Interaction of chlorogenic acid with milk proteins analyzed by spectroscopic and modeling methods

Polyphenols are powerful antioxidants implicated in reducing the risk of human cancer and cardiovascular disease. Chlorogenic acid is a principal polyphenol in coffee, a beverage consumed worldwide on an immense scale. In many countries, coffee is consumed with milk, which has been shown to affect the bioavailability of polyphenols. Here we assessed the interactions of chlorogenic acid with five major milk proteins (alpha-casein, beta-casein, kappa-casein, alpha-lactalbumin, and beta-lactoglobulin) by spectroscopy and molecular docking calculations. The data showed that the number of binding sites in each chlorogenic acid-milk protein complex was close to 1. Fluorescence quenching of milk proteins by chlorogenic acid occurred through a static mechanism and the binding distance was smaller than 8 nm. Binding constant for chlorogenic acid-beta-lactoglobulin was larger than those for chlorogenic acid-alpha-lactalbumin, chlorogenic acid-alpha-casein, chlorogenic acid-beta-casein, and chlorogenic acid-kappa-casein. Thermodynamic parameters revealed that Van der Waals forces and hydrogen bond interactions predominated in chlorogenic acid-alpha-casein and chlorogenic acid-alpha-lactalbumin complexes; hydrophobic interactions were predominant in chlorogenic acid-beta-casein, chlorogenic acid-kappa-casein, and chlorogenic acid-beta-lactoglobulin.
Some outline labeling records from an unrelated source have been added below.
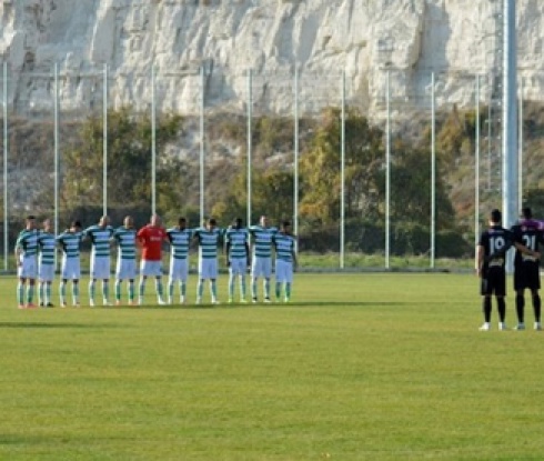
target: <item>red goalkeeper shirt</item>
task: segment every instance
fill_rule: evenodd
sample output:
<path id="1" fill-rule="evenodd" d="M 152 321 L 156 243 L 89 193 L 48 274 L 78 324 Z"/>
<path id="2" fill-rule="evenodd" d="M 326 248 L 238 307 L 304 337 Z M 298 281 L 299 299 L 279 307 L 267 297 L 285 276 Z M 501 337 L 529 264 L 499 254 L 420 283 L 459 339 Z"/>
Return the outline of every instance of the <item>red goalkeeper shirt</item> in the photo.
<path id="1" fill-rule="evenodd" d="M 168 239 L 163 228 L 148 224 L 138 231 L 138 240 L 142 245 L 142 259 L 145 261 L 160 261 L 162 257 L 162 242 Z"/>

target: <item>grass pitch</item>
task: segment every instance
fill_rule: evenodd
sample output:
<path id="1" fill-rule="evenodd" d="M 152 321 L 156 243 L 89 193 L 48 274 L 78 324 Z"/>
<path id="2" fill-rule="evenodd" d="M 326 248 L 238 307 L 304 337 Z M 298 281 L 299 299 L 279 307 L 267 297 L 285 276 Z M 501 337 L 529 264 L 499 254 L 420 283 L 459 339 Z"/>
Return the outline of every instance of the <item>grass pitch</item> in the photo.
<path id="1" fill-rule="evenodd" d="M 474 277 L 296 274 L 266 305 L 153 291 L 18 310 L 0 279 L 1 460 L 544 459 L 544 335 L 495 309 L 478 332 Z"/>

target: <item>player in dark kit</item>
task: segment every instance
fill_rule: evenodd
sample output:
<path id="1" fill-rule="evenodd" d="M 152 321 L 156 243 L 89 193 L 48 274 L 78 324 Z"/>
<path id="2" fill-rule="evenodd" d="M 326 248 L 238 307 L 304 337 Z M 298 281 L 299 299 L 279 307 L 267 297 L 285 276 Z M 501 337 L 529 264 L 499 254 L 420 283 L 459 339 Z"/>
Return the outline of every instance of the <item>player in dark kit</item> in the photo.
<path id="1" fill-rule="evenodd" d="M 540 258 L 536 251 L 530 250 L 515 241 L 512 231 L 504 229 L 501 224 L 502 213 L 493 210 L 490 216 L 490 228 L 482 232 L 476 247 L 476 271 L 481 278 L 481 294 L 483 299 L 484 324 L 481 331 L 491 328 L 491 297 L 494 294 L 498 311 L 498 329 L 507 330 L 506 318 L 506 252 L 514 245 L 524 254 Z"/>
<path id="2" fill-rule="evenodd" d="M 515 241 L 524 244 L 530 250 L 538 252 L 538 244 L 544 244 L 544 233 L 540 230 L 540 223 L 533 220 L 531 208 L 524 208 L 520 222 L 512 228 Z M 534 329 L 542 330 L 541 325 L 541 273 L 540 260 L 530 254 L 523 254 L 521 251 L 515 252 L 514 259 L 514 290 L 515 309 L 517 313 L 516 330 L 525 330 L 524 308 L 525 308 L 525 289 L 531 290 L 534 310 Z"/>

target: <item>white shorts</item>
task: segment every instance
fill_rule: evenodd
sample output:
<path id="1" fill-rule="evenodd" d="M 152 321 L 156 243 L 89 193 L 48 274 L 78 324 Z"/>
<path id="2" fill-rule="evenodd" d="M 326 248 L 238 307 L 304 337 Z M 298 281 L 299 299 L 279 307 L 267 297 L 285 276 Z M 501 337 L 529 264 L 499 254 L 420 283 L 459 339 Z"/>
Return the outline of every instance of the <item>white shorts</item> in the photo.
<path id="1" fill-rule="evenodd" d="M 142 259 L 140 262 L 140 275 L 162 277 L 162 261 L 149 261 L 147 259 Z"/>
<path id="2" fill-rule="evenodd" d="M 52 282 L 54 279 L 54 264 L 40 264 L 38 278 L 42 282 Z"/>
<path id="3" fill-rule="evenodd" d="M 62 258 L 61 279 L 79 280 L 81 278 L 81 268 L 79 258 Z"/>
<path id="4" fill-rule="evenodd" d="M 229 267 L 232 275 L 243 275 L 248 271 L 248 258 L 233 258 Z"/>
<path id="5" fill-rule="evenodd" d="M 115 278 L 118 280 L 134 280 L 135 275 L 135 259 L 117 260 Z"/>
<path id="6" fill-rule="evenodd" d="M 38 275 L 38 261 L 36 257 L 20 257 L 21 265 L 17 268 L 17 275 L 20 279 L 36 279 Z"/>
<path id="7" fill-rule="evenodd" d="M 170 271 L 169 271 L 170 280 L 182 280 L 187 281 L 187 277 L 189 274 L 189 261 L 187 259 L 170 259 Z"/>
<path id="8" fill-rule="evenodd" d="M 200 279 L 216 279 L 218 278 L 218 259 L 210 258 L 199 260 L 199 277 Z"/>
<path id="9" fill-rule="evenodd" d="M 110 275 L 110 257 L 91 255 L 91 279 L 108 280 Z"/>
<path id="10" fill-rule="evenodd" d="M 275 281 L 279 283 L 293 281 L 293 263 L 282 261 L 281 259 L 275 261 Z"/>
<path id="11" fill-rule="evenodd" d="M 270 279 L 272 274 L 272 258 L 253 258 L 253 263 L 251 265 L 251 277 L 264 277 Z"/>

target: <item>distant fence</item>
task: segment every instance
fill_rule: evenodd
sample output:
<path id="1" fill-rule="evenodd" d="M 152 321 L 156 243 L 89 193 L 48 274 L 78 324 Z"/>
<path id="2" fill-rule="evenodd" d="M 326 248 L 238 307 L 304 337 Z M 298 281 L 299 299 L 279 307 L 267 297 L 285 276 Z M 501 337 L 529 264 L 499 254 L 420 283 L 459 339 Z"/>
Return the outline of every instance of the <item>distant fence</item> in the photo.
<path id="1" fill-rule="evenodd" d="M 340 184 L 341 207 L 338 217 L 338 226 L 326 228 L 323 232 L 316 229 L 314 233 L 301 235 L 301 244 L 304 239 L 322 239 L 320 251 L 339 253 L 339 267 L 344 267 L 346 251 L 365 251 L 366 245 L 361 239 L 379 241 L 379 247 L 384 255 L 384 265 L 390 265 L 390 255 L 394 253 L 411 252 L 429 255 L 430 267 L 433 268 L 440 255 L 440 245 L 445 245 L 447 235 L 440 235 L 436 226 L 435 184 L 436 184 L 436 139 L 433 131 L 443 122 L 446 114 L 459 111 L 470 111 L 473 117 L 480 116 L 482 122 L 474 126 L 473 133 L 475 147 L 471 148 L 472 160 L 463 164 L 465 171 L 460 171 L 462 187 L 452 193 L 451 200 L 454 209 L 461 206 L 456 202 L 472 202 L 473 218 L 467 220 L 465 228 L 470 228 L 470 238 L 463 235 L 465 241 L 472 243 L 472 239 L 480 232 L 482 213 L 487 210 L 490 203 L 501 203 L 501 112 L 497 101 L 496 88 L 493 76 L 471 74 L 432 74 L 419 76 L 414 81 L 401 84 L 401 72 L 393 68 L 377 69 L 380 78 L 374 79 L 379 88 L 365 87 L 364 82 L 356 81 L 347 72 L 314 73 L 258 73 L 243 71 L 234 74 L 222 74 L 206 66 L 185 69 L 183 71 L 168 71 L 149 69 L 143 74 L 123 74 L 110 72 L 107 67 L 94 67 L 85 71 L 51 69 L 50 72 L 23 72 L 16 73 L 4 63 L 2 72 L 2 86 L 0 100 L 2 101 L 3 127 L 3 162 L 2 191 L 3 228 L 0 229 L 2 241 L 0 248 L 3 251 L 4 269 L 8 269 L 8 253 L 11 254 L 14 238 L 22 226 L 24 214 L 33 212 L 38 214 L 49 213 L 56 222 L 59 231 L 66 226 L 60 222 L 66 217 L 62 214 L 63 198 L 62 168 L 64 134 L 71 130 L 72 123 L 89 117 L 102 119 L 104 142 L 102 147 L 103 168 L 95 171 L 97 182 L 103 180 L 102 203 L 94 203 L 95 208 L 102 207 L 103 212 L 111 213 L 119 208 L 119 203 L 110 203 L 108 184 L 115 178 L 108 176 L 110 138 L 108 127 L 109 111 L 130 104 L 134 111 L 147 111 L 151 116 L 150 130 L 154 134 L 155 121 L 159 113 L 168 111 L 180 113 L 192 120 L 191 137 L 185 137 L 182 146 L 173 150 L 193 156 L 200 164 L 200 183 L 193 190 L 192 197 L 187 197 L 199 204 L 200 219 L 208 216 L 213 206 L 206 197 L 206 168 L 209 159 L 215 153 L 216 144 L 221 142 L 221 134 L 214 133 L 214 120 L 218 116 L 236 116 L 244 123 L 245 143 L 242 150 L 248 162 L 246 182 L 248 192 L 252 186 L 252 144 L 254 121 L 262 117 L 282 117 L 292 119 L 292 151 L 289 152 L 289 168 L 294 171 L 294 184 L 291 200 L 293 202 L 293 222 L 296 233 L 300 232 L 300 178 L 298 173 L 299 160 L 302 154 L 299 141 L 302 137 L 300 120 L 305 117 L 319 117 L 325 108 L 336 108 L 340 111 L 341 140 L 338 152 L 338 168 L 341 171 Z M 523 88 L 522 88 L 523 90 Z M 177 98 L 168 96 L 177 94 Z M 377 94 L 377 97 L 375 97 Z M 521 99 L 523 101 L 523 98 Z M 384 190 L 376 193 L 383 200 L 383 221 L 372 229 L 365 228 L 365 232 L 352 229 L 346 222 L 343 200 L 345 189 L 345 111 L 347 108 L 356 108 L 362 113 L 369 114 L 373 126 L 383 130 L 383 174 Z M 520 103 L 520 113 L 523 117 L 524 102 Z M 33 144 L 27 141 L 36 137 L 32 133 L 34 124 L 42 127 L 41 138 L 34 139 Z M 419 123 L 415 123 L 415 122 Z M 460 123 L 465 123 L 460 118 Z M 390 166 L 395 159 L 395 148 L 403 139 L 422 139 L 421 133 L 413 131 L 417 127 L 427 127 L 430 132 L 426 139 L 426 150 L 431 156 L 429 160 L 430 189 L 426 191 L 429 220 L 421 222 L 421 233 L 416 248 L 412 243 L 403 243 L 400 231 L 402 223 L 394 222 L 390 214 L 390 201 L 392 200 L 392 184 L 395 181 L 404 181 L 406 184 L 411 177 L 395 178 L 391 176 Z M 28 131 L 28 132 L 27 132 Z M 542 139 L 544 133 L 541 126 L 532 123 L 520 124 L 520 164 L 521 164 L 521 194 L 524 187 L 537 187 L 535 176 L 527 176 L 524 169 L 524 159 L 527 156 L 534 158 L 534 152 L 526 152 L 526 140 Z M 154 137 L 151 137 L 151 143 Z M 412 142 L 412 141 L 411 141 Z M 40 154 L 36 154 L 36 146 Z M 531 146 L 536 146 L 535 143 Z M 466 157 L 466 147 L 460 146 Z M 278 152 L 284 154 L 285 152 Z M 440 153 L 440 152 L 439 152 Z M 153 166 L 157 166 L 157 146 L 151 146 Z M 38 159 L 39 160 L 34 160 Z M 466 159 L 465 159 L 466 160 Z M 461 168 L 461 167 L 460 167 Z M 537 168 L 537 167 L 535 167 Z M 141 216 L 148 216 L 158 210 L 160 192 L 157 189 L 155 174 L 151 176 L 150 196 L 145 198 L 148 206 L 141 209 Z M 399 190 L 399 188 L 396 189 Z M 401 184 L 402 190 L 402 184 Z M 39 196 L 42 200 L 37 200 Z M 467 198 L 469 196 L 469 198 Z M 43 204 L 47 198 L 49 207 L 37 210 L 36 203 Z M 252 194 L 248 194 L 246 220 L 254 220 L 252 212 Z M 95 214 L 95 213 L 94 213 Z M 119 219 L 119 217 L 117 217 Z M 456 219 L 455 216 L 451 217 Z M 466 213 L 465 218 L 466 220 Z M 470 221 L 470 222 L 469 222 Z M 120 222 L 117 222 L 120 223 Z M 140 222 L 143 224 L 144 222 Z M 356 228 L 356 226 L 355 226 Z M 375 249 L 375 245 L 373 247 Z M 444 247 L 443 247 L 444 248 Z M 374 250 L 375 251 L 375 250 Z"/>

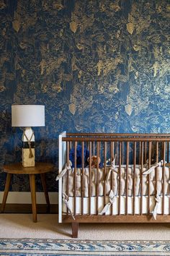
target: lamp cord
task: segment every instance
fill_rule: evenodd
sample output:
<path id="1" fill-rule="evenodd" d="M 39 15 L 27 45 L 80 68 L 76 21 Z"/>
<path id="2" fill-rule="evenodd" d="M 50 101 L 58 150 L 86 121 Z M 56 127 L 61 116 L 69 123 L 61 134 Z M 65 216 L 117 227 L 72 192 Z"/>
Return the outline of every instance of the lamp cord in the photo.
<path id="1" fill-rule="evenodd" d="M 32 132 L 31 137 L 30 137 L 30 140 L 28 139 L 27 136 L 26 135 L 26 134 L 24 132 L 24 135 L 26 139 L 27 140 L 27 142 L 28 142 L 28 145 L 29 145 L 29 149 L 30 149 L 29 158 L 33 158 L 34 155 L 32 154 L 32 149 L 31 149 L 31 140 L 32 138 L 32 136 L 34 135 L 34 132 Z"/>

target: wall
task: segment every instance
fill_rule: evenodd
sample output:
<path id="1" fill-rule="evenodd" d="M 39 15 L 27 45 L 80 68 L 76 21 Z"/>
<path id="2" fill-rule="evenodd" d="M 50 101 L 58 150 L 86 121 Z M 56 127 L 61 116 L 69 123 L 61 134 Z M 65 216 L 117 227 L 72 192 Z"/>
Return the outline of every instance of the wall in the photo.
<path id="1" fill-rule="evenodd" d="M 45 105 L 36 158 L 56 164 L 63 130 L 169 132 L 169 10 L 168 0 L 1 0 L 1 170 L 21 158 L 12 104 Z M 27 177 L 11 189 L 29 191 Z"/>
Molecular docking calculations identified chlorogenic acid was located near Pse66, Ile65, and Pro29 in the chlorogenic acid-alpha-casein adduct, Leu138, Thr126, Gln123, Ser124, Gln167, Ser166, Ser168 in the chlorogenic acid-beta-casein adduct, Glu147, Asn123, Val143, Pse149, Pro120, Leu79, Ala148 in the chlorogenic acid-kappa-casein adduct, Glu49, Tyr103, Gln54, His32, Trp104, Leu110 in the chlorogenic acid-alpha-lactalbumin adduct, and Cys66, Leu22, Lys60, Trp61, Ser21, Lys69, Gln59 in the chlorogenic acid-beta-lactoglobulin adduct. Notably, the antioxidant activity of chlorogenic acid decreased significantly on interaction with each of the milk proteins (p< 0.05). This study reveals the binding behaviors of chlorogenic acid with five milk proteins and provides basic data that can help to clarify the binding mechanism.